In a setback to the Kerala government, the Supreme Court has upheld the Kerala High Court judgment that struck down two norms prescribed by the Government of Kerala for the grant of an NOC to new schools for affiliation to the CBSE and for existing schools for renewal of affiliation viz. requirement of minimum 3 acres of land and minimum enrolment of 300 students.
The following two guidelines issued by the Government of Kerala prescribing norms for the grant of an NOC to new schools for affiliation to CBSE and for existing schools for renewal of affiliation under the CBSE affiliation bye-laws, were struck down by the Kerala High Court.
- The institution should have minimum 3 acres of land, out of which at least 2 acres shall be in the actual location where the school is functioning in a contiguous manner. It should have adequate playground also. There should be a library and adequate number of laboratories.
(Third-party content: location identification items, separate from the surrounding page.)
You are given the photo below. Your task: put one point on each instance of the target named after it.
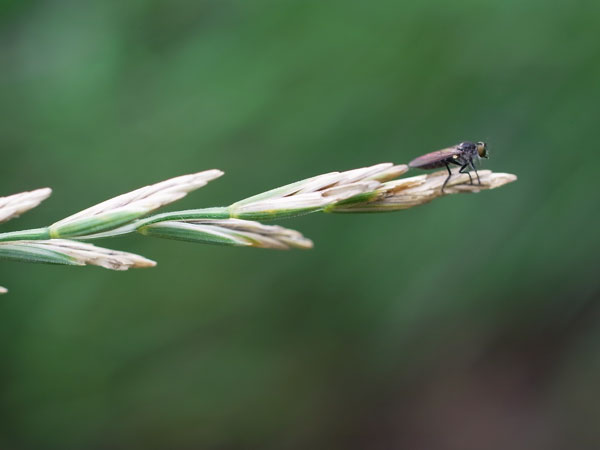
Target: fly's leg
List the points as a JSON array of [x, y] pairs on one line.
[[462, 170], [476, 173], [447, 179]]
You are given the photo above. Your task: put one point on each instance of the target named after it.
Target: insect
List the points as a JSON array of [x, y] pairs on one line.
[[462, 155]]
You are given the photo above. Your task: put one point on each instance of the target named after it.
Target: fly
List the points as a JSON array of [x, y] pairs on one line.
[[461, 155]]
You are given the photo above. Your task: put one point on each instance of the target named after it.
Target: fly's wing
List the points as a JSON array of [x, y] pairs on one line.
[[434, 159]]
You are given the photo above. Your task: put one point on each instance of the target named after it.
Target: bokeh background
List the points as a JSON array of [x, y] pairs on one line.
[[469, 323]]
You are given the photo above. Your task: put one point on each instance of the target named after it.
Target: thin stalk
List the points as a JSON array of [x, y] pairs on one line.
[[34, 234]]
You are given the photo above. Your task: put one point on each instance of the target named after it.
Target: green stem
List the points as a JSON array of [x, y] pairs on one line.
[[35, 234], [206, 213]]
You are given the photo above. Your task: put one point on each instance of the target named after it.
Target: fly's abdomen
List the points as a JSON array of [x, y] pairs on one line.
[[422, 163]]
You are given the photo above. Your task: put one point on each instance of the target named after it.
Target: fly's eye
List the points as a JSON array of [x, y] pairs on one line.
[[482, 149]]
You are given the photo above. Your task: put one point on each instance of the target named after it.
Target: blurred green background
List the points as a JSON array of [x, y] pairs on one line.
[[470, 323]]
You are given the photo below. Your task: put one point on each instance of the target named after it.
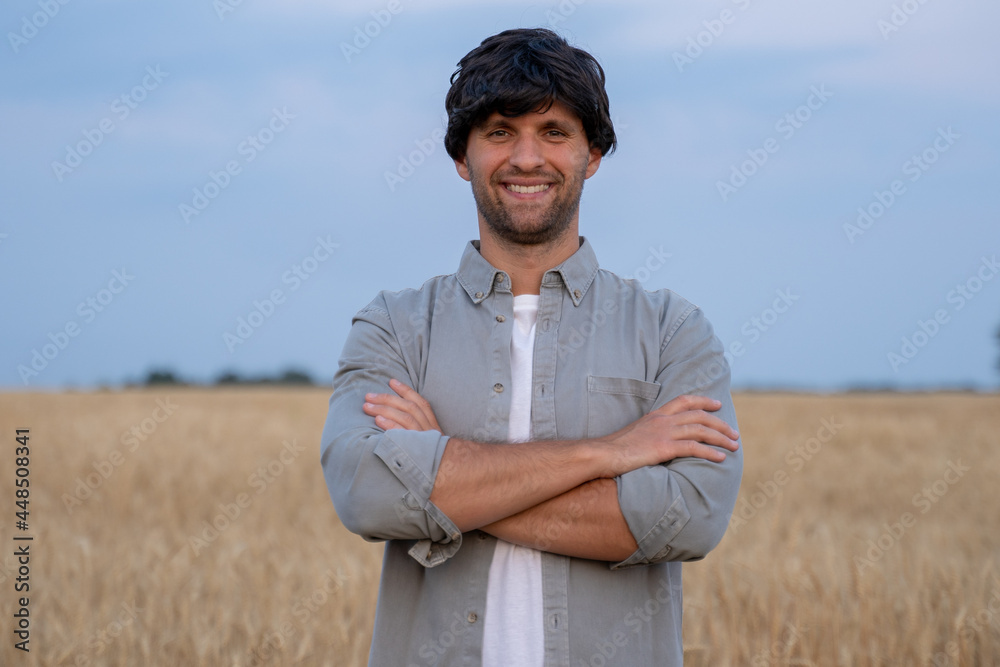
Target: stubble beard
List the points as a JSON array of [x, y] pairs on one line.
[[550, 224]]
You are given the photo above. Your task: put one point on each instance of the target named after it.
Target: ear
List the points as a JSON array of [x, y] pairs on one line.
[[593, 162], [462, 167]]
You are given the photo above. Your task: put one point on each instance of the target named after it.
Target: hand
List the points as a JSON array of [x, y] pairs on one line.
[[681, 428], [408, 410]]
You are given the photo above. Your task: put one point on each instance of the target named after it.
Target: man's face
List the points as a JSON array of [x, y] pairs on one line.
[[527, 173]]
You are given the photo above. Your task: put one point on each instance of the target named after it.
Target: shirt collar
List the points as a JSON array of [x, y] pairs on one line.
[[478, 277]]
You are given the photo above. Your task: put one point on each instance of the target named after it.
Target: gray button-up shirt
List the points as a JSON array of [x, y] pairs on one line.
[[606, 353]]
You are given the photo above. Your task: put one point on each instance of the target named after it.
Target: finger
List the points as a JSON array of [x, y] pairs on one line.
[[411, 395], [693, 449], [704, 434], [688, 402], [706, 419], [403, 406], [387, 424], [399, 417], [419, 401]]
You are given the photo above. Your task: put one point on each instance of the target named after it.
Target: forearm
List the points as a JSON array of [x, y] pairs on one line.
[[585, 522], [479, 484]]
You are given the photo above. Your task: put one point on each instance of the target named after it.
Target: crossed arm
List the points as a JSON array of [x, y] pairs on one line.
[[558, 496]]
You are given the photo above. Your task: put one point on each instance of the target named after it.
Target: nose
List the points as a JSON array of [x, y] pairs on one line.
[[527, 153]]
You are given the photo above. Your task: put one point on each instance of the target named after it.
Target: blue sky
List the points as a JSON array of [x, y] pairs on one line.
[[751, 132]]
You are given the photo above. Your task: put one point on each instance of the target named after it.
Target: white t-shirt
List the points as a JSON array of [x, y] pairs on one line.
[[514, 632]]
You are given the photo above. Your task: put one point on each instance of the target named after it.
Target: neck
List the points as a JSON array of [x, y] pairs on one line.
[[527, 264]]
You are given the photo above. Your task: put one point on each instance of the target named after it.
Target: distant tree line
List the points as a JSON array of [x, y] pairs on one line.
[[289, 377]]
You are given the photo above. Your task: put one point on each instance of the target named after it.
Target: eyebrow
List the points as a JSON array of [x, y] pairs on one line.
[[558, 124]]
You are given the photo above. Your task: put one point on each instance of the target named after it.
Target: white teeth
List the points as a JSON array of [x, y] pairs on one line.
[[528, 189]]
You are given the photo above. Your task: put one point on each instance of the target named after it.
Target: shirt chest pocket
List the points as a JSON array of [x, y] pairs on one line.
[[613, 403]]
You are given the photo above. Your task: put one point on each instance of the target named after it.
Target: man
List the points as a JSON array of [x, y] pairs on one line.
[[540, 442]]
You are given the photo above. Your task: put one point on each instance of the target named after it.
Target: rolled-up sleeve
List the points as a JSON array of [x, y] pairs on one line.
[[679, 511], [381, 481]]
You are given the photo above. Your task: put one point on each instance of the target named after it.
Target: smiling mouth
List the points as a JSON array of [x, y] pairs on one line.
[[527, 189]]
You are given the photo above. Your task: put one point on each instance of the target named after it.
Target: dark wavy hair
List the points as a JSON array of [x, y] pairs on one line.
[[517, 71]]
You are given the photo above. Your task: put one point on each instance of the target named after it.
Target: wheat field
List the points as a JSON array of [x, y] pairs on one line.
[[183, 526]]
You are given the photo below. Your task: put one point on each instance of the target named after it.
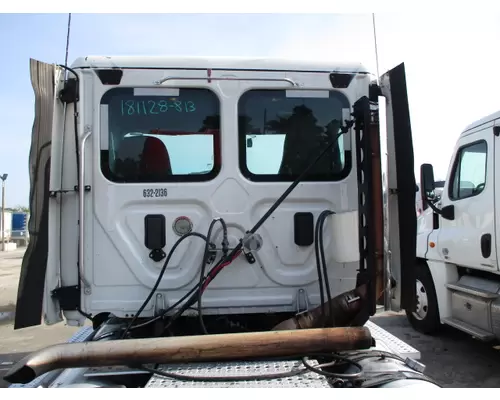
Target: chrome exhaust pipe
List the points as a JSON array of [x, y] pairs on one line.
[[187, 349]]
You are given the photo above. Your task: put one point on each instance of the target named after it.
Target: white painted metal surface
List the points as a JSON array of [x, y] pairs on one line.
[[116, 263]]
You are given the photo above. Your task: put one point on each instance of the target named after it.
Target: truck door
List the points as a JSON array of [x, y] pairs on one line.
[[400, 223], [468, 239]]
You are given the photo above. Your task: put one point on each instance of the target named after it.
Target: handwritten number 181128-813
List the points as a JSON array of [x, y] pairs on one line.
[[154, 107]]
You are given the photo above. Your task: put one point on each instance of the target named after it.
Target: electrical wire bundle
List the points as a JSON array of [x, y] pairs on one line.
[[321, 267], [194, 295]]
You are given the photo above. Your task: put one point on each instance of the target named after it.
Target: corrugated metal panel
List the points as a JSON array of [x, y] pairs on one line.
[[31, 282]]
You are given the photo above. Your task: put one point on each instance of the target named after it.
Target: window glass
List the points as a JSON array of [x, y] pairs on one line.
[[469, 176], [282, 132], [160, 135]]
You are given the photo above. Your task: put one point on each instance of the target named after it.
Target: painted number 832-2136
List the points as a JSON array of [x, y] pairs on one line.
[[151, 193]]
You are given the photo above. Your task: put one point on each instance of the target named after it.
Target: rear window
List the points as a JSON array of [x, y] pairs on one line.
[[281, 132], [160, 135]]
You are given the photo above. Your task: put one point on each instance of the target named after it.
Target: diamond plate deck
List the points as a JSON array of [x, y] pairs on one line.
[[238, 369], [386, 341]]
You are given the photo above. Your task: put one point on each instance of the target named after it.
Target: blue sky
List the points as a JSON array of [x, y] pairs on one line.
[[450, 62]]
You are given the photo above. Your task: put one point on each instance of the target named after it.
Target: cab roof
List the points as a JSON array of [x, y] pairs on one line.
[[232, 63], [493, 119]]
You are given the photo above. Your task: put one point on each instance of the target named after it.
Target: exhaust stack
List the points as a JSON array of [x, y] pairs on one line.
[[187, 349]]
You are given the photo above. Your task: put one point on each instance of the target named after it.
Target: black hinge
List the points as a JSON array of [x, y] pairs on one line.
[[69, 94], [54, 193], [68, 297]]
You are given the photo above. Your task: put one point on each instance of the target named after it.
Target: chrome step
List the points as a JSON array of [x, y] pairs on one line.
[[472, 291], [472, 330]]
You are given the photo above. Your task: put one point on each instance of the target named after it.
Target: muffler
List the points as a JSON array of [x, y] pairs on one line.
[[188, 349]]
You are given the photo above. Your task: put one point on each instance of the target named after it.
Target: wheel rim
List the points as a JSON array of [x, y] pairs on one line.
[[422, 302]]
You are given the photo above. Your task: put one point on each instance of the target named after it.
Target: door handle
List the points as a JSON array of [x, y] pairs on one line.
[[486, 245]]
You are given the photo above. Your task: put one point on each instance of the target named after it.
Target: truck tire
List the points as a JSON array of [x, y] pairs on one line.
[[426, 317]]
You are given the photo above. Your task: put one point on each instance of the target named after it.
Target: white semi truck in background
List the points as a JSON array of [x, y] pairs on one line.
[[458, 238]]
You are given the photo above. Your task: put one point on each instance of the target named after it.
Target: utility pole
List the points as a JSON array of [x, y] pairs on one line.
[[4, 178]]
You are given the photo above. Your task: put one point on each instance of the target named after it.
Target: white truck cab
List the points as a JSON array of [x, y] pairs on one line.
[[189, 206], [458, 277]]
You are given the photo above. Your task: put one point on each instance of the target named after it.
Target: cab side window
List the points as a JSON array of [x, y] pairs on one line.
[[469, 173]]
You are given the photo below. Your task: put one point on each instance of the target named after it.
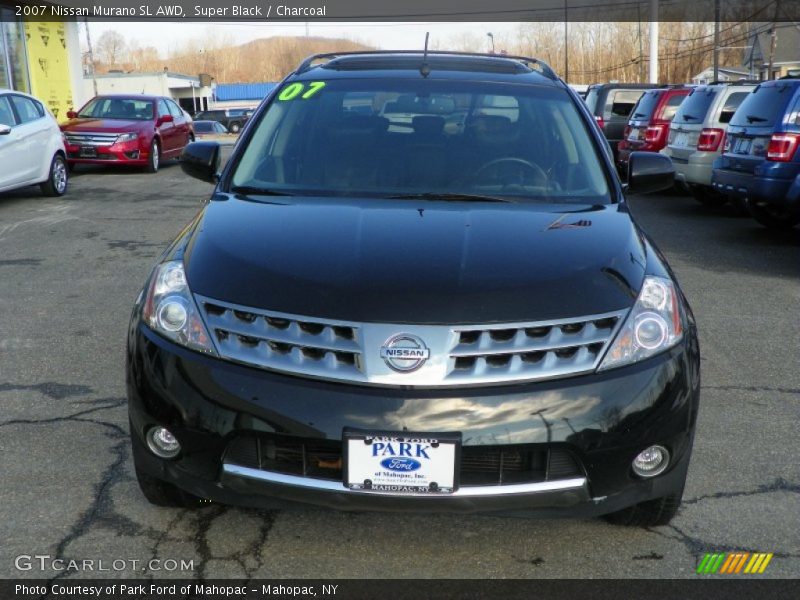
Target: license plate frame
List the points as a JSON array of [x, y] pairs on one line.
[[415, 470]]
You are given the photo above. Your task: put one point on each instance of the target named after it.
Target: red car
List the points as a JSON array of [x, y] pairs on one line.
[[131, 130], [648, 127]]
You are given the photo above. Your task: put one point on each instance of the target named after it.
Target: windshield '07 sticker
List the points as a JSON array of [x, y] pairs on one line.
[[299, 90]]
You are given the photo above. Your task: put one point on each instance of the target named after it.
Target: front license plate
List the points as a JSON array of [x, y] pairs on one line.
[[401, 463]]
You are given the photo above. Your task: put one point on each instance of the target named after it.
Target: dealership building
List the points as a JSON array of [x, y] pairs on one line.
[[42, 58]]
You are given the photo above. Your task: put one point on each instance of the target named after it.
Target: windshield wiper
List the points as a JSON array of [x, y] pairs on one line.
[[258, 191], [447, 196]]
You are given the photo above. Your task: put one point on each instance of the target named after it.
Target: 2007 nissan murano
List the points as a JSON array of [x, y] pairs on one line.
[[417, 286]]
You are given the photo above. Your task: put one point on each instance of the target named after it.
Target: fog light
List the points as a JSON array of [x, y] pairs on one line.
[[162, 443], [651, 461]]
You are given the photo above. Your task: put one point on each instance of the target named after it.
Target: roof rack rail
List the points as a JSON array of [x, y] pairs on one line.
[[737, 82], [545, 69]]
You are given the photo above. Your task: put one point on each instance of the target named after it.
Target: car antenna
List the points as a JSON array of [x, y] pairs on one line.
[[424, 68]]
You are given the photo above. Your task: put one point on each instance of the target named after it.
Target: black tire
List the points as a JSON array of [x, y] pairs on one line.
[[773, 216], [57, 178], [648, 514], [708, 196], [161, 493], [155, 157]]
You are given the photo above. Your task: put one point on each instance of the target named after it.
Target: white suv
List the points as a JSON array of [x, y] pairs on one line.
[[31, 145], [697, 135]]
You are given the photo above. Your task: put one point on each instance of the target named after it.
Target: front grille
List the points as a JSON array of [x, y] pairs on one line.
[[480, 465], [462, 355], [90, 138], [314, 347]]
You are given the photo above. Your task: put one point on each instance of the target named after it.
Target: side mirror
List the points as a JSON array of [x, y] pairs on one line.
[[649, 172], [201, 160]]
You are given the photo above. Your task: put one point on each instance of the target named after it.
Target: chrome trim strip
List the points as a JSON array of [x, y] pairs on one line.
[[326, 485]]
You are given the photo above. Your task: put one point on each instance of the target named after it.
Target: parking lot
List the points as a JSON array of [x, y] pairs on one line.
[[70, 269]]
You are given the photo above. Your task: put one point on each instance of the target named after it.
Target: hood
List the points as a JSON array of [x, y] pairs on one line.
[[104, 125], [416, 262]]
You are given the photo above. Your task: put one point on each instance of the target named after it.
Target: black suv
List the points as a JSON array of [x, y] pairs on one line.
[[612, 104], [233, 119], [417, 286]]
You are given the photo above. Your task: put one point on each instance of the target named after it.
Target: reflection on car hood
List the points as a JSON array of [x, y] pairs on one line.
[[416, 261]]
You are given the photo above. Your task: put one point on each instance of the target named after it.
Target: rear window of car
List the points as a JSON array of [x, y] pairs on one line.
[[620, 103], [388, 137], [694, 107], [671, 106], [732, 102], [764, 106], [646, 105]]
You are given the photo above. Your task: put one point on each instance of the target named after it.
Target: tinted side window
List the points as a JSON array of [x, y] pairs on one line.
[[671, 106], [163, 110], [26, 109], [732, 102], [6, 114]]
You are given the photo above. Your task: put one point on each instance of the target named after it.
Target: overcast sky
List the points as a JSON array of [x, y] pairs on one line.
[[388, 36]]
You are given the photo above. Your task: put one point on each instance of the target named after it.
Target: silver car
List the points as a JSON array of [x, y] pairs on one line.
[[697, 136]]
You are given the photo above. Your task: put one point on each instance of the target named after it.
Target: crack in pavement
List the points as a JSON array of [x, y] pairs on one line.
[[51, 389], [752, 388]]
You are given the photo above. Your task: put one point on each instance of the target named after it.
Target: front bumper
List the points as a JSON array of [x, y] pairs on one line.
[[603, 420]]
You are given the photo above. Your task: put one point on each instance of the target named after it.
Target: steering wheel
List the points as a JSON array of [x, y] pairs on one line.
[[516, 166]]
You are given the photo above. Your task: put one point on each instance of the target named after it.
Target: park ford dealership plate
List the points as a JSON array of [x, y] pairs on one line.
[[401, 463]]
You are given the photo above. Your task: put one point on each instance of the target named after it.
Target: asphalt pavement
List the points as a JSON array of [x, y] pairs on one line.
[[70, 269]]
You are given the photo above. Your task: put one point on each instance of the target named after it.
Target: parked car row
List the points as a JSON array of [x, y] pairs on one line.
[[734, 142]]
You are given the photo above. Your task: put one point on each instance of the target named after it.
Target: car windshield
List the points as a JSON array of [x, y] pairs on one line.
[[423, 138], [763, 106], [694, 107], [134, 109]]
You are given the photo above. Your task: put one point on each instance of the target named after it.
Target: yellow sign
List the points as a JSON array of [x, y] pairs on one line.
[[48, 66]]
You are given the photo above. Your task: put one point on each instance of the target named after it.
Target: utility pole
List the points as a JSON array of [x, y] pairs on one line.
[[773, 39], [91, 55], [566, 42], [716, 39], [641, 54], [653, 41]]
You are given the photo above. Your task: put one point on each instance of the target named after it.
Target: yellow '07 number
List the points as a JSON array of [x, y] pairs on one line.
[[298, 90]]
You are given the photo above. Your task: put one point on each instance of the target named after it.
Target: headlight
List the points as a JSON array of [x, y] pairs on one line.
[[653, 325], [170, 309]]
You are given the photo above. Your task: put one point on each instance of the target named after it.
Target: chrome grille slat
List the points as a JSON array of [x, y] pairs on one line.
[[90, 138], [460, 355]]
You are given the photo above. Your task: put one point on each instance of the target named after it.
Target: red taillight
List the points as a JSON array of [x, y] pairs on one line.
[[654, 133], [710, 139], [782, 146]]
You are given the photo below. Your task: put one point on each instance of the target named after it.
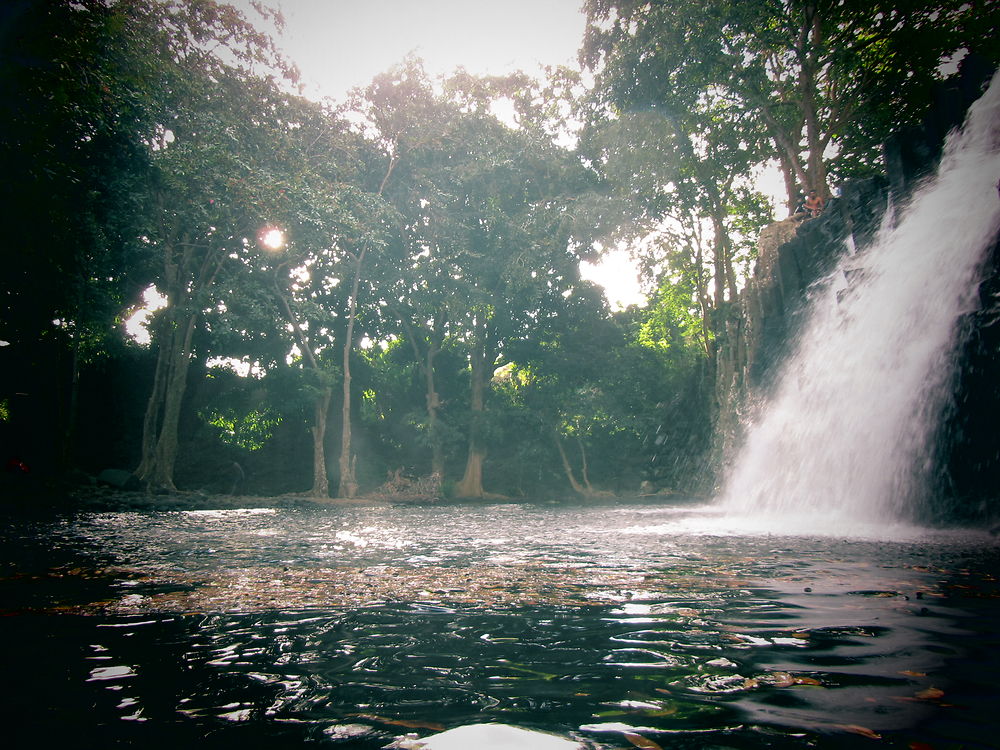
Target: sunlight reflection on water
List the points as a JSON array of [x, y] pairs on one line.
[[366, 623]]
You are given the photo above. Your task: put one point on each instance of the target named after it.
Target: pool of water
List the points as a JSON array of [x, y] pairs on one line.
[[612, 625]]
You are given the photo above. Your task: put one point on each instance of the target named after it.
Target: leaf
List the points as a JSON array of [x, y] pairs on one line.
[[863, 731], [644, 742], [408, 723]]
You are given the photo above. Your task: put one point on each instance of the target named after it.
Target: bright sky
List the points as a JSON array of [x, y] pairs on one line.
[[340, 44]]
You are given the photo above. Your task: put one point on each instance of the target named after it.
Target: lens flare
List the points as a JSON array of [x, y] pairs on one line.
[[271, 238]]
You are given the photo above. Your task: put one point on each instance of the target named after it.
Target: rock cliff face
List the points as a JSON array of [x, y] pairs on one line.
[[793, 255]]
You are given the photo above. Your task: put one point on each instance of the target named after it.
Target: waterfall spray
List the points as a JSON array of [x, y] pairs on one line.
[[846, 438]]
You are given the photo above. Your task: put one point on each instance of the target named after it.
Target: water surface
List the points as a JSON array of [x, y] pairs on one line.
[[353, 627]]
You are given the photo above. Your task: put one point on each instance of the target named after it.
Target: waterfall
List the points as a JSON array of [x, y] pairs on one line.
[[845, 440]]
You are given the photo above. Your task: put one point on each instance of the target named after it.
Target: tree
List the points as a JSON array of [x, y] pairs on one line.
[[201, 193], [809, 75]]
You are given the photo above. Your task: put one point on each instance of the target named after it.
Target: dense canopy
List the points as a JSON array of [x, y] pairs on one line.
[[384, 293]]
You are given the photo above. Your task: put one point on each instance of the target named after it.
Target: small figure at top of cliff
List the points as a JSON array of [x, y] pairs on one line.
[[813, 204]]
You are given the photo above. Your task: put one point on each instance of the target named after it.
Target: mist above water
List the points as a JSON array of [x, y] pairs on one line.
[[845, 441]]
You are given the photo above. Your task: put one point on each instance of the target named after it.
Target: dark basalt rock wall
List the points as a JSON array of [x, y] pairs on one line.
[[793, 255]]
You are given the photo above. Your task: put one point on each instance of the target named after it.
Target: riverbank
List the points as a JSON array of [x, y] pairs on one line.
[[38, 496]]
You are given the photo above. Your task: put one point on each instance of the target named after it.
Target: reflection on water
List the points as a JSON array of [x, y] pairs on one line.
[[355, 627]]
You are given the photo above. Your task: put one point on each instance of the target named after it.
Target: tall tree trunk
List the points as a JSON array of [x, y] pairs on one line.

- The school should have been in existence for a period of five years as on the date of application for NOC and should have at least 300 students in its rolls. The unique identification (UID) enrolment should be completed and UID numbers of the students enrolled in the school shall be furnished.
Against this judgment, the state had approached the apex court.
Fundamental right to good quality education
Dismissing batch of petitions by the state, Justice Madan B Lokur began his judgment with these observations: “The fundamental right to free and compulsory education to all children between the age of 6 and 14 years postulates good quality education and not just education for the sake of providing education. Regulation of such education is permissible by law and not by executive fiat. Unfortunately, in this batch of petitions, the State of Kerala seeks to impose its authority over schools that provide apparently quality education, which is perceived to be a threat to the public education system in the State.”
CBSE pragmatic, State non-realistic and rigid
The bench, also comprising of Justice Deepak Gupta, observed that State of Kerala could show no basis for the norm that a school seeking a NOC for affiliation to the CBSE must have 3 acres of land, out of which 2 acres should be contiguous and in the actual location of the school. “On the other hand, the CBSE appears to have done its homework in framing the Affiliation Bye-laws and making a realistic assessment of the requirements of schools depending on their location,” the bench observed.
The court also took note of the counter affidavit filed before the single judge of the high court, where the state said that restrictions have been placed on CBSE schools ‘to prevent their mushrooming growth which would affect the public education system in the State’.
‘No details have been given for arriving at this conclusion. But the very fact that there is a mushroom growth of CBSE schools is an indication that the public education system in Kerala as managed by the State Government leaves something to be desired in terms of the quality of the education. How does the restriction imposed by Kerala benefit the children of the State,” the bench asked.
“We can take judicial notice of the fact that in metropolitan and capital cities as well as in hilly areas, it would be difficult to get 3 acres of land or even 2 acres of land. Similarly, due to the terrain it would perhaps be difficult to get adequate land in the North Eastern region of the country as well as in Jammu & Kashmir. This realism deserves to be contrasted non-realistic inflexibility of Kerala which too has some hilly areas where perhaps it might be difficult to find 3 acres of land. It is this lack of pragmatism and arbitrary rigidity that has weighed with the High Court as well as with us in coming to the conclusion that guideline (iv) requiring a minimum of 3 acres of land for obtaining a NOC for getting affiliation in accordance with the Affiliation Bye-laws of the CBSE is arbitrary and was deservedly struck down by the High Court,” the court said.
Kerala expecting an impossibility from CBSE schools
The bench said in absence of any material on record justifying the fixation of a minimum of 300 students in a school seeking a NOC for affiliation to the CBSE, the requirement must be held as arbitrary.
With regard to minimum 300 students’ requirement, the bench said: “It is only for schools seeking CBSE affiliation that it is prescribed that the number of students should not be less than 300. We do not see how, if the number of students is less than 300, it will detract from the quality of education imparted to the students. In other words, the requirement of a minimum strength of 300 students is a completely arbitrary figure arrived at by Kerala and which has no rational nexus with quality education or the CBSE Affiliation Bye-laws”.
The other issue, with respect to the compulsory unique identification (UID) for enrolment of students, the bench said it would await the decision of Constitution Bench which is presently seized of the requirement of UID.